Of course, you don't watch GoT to reflect on grave stuff like moral order. You watch it because you're fascinated by the characters and the utterly unexpected twists and turns in their stories.

There's Cersei Lannister, Queen of Westeros, whose chilling malevolence drips through her clenched teeth; Tywin Lannister, ruthless statesman and head of the House Lannister, ultimately killed by his son Tyrion; Daenerys Targaryen, comely princess and 'mother of dragons' who wants to be a just ruler; Tyrion Lannister, the quick-witted dwarf, who combines political savvy with genuine kindness; Stannis Baratheon, a man who would be king, and doesn't mind killing his own daughter for it...

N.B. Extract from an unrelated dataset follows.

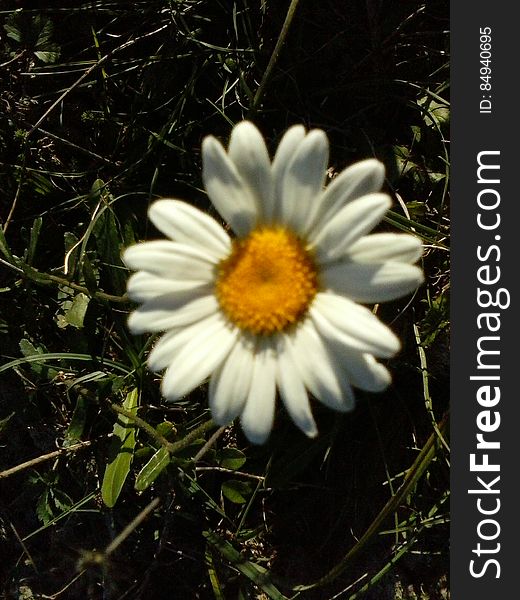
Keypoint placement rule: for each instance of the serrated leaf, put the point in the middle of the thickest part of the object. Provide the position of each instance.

The centre of their world is an ugly Iron Throne and they circle around it, jousting with each other even as they commit murder and incest, black magic and human sacrifice.

For a person who hasn't overdosed on a TV series for decades -- not since the delightful Friends, and much further back, the homily-laden Hum Log or the excellent Buniyaad or Yeh Jo Hai Zindagi -- Game of Thrones has been a game changer for me.

I have groaned at the 'whitewalker' zombies and the fire-spewing dragon, I have been bored by the unending hackings, and the eternally muttered threat that 'winter is coming' (Heck, it should have got here by now!) But GoT's got its claws into me.

And in spite of myself, I wonder, will Jon Snow be revived?

Will Sansa Stark, who leapt off the castle walls, Rani of Jhansi style, finally get a measure of control over her life?

Will Tyrion -- 'half man', and in so many ways the subaltern hero of the series -- triumph?

I hope so.

But going by the story so far, I wouldn't bet on it.